DreamControl-v2: Simpler and Scalable Autonomous Humanoid Skills via Trainable Guided Diffusion Priors

arXiv cs.RO / 4/2/2026

📰 NewsSignals & Early TrendsIdeas & Deep AnalysisModels & Research

Key Points

  • The paper introduces DreamControl-v2, aiming to make autonomous loco-manipulation skills for humanoid robots more robust by improving on the original DreamControl framework that used human motion diffusion models to guide RL training.
  • Instead of relying on an off-the-shelf human motion prior, DreamControl-v2 trains a guided diffusion model directly in the humanoid robot’s own motion space using a unified embodiment space built from diverse human and robot datasets.
  • The approach increases the variety of learned skills by leveraging a larger, mixed training dataset and reduces human intervention by eliminating manual filtering steps in the pipeline.
  • The authors find that scaling reference trajectory generation is important for producing more robust downstream RL policies.
  • Results are validated through extensive experiments in simulation and on a real Unitree-G1 humanoid platform, demonstrating practical feasibility of the improved training method.

Abstract

Developing robust autonomous loco-manipulation skills for humanoids remains an open problem in robotics.

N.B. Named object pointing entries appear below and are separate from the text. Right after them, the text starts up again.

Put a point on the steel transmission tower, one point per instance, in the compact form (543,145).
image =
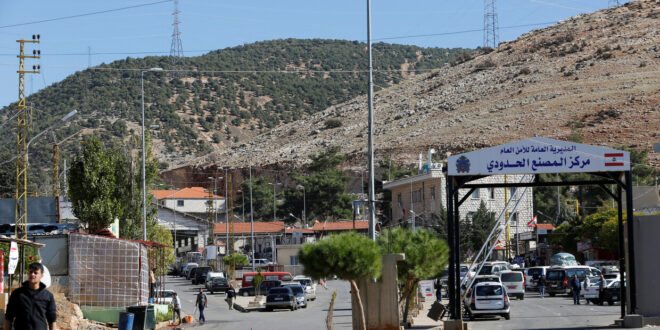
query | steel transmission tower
(176,50)
(491,28)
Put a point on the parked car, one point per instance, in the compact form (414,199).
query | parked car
(263,288)
(198,276)
(493,267)
(310,286)
(260,262)
(514,282)
(211,275)
(164,297)
(186,269)
(281,297)
(282,276)
(533,275)
(489,298)
(611,293)
(217,284)
(299,292)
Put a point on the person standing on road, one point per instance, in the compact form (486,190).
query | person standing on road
(176,308)
(576,286)
(201,303)
(230,297)
(31,306)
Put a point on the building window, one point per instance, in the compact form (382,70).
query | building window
(512,192)
(475,194)
(293,260)
(417,196)
(514,218)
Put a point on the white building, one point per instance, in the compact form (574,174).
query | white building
(193,200)
(419,196)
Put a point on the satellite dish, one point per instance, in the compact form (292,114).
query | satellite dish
(46,280)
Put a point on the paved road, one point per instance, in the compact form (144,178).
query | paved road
(218,316)
(552,313)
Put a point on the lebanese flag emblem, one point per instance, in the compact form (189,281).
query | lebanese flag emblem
(613,159)
(532,223)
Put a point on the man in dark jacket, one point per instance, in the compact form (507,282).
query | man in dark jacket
(31,306)
(576,286)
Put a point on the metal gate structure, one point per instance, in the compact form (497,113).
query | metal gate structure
(540,155)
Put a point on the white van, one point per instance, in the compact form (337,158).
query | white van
(514,282)
(489,298)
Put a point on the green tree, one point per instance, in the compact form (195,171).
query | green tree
(350,256)
(426,257)
(93,178)
(482,223)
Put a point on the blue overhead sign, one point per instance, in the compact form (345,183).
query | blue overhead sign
(539,155)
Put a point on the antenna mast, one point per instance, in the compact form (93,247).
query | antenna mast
(491,28)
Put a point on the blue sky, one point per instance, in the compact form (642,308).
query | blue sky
(208,25)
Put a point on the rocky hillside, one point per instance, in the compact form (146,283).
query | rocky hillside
(593,78)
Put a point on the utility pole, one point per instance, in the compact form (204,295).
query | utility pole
(491,28)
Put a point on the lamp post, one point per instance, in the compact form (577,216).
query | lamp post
(274,206)
(215,209)
(144,178)
(304,203)
(251,208)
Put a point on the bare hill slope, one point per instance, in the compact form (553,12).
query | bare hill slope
(593,78)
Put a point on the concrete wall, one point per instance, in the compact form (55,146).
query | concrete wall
(647,267)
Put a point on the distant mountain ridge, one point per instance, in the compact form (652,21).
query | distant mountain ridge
(220,98)
(593,78)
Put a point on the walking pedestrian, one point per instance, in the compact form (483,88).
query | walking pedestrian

While RL has been applied successfully to legged locomotion, applying it to complex, interaction-rich manipulation tasks is harder given long-horizon planning challenges for manipulation. A recent approach along these lines is DreamControl, which addresses these issues by leveraging off-the-shelf human motion diffusion models as a generative prior to guide RL policies during training. In this paper, we investigate the impact of DreamControl's motion prior and propose an improved framework that trains a guided diffusion model directly in the humanoid robot's motion space, aggregating diverse human and robot datasets into a unified embodiment space. We demonstrate that our approach captures a wider range of skills due to the larger training data mixture and establishes a more automated pipeline by removing the need for manual filtering interventions. Furthermore, we show that scaling the generation of reference trajectories is important for achieving robust downstream RL policies. We validate our approach through extensive experiments in simulation and on a real Unitree-G1.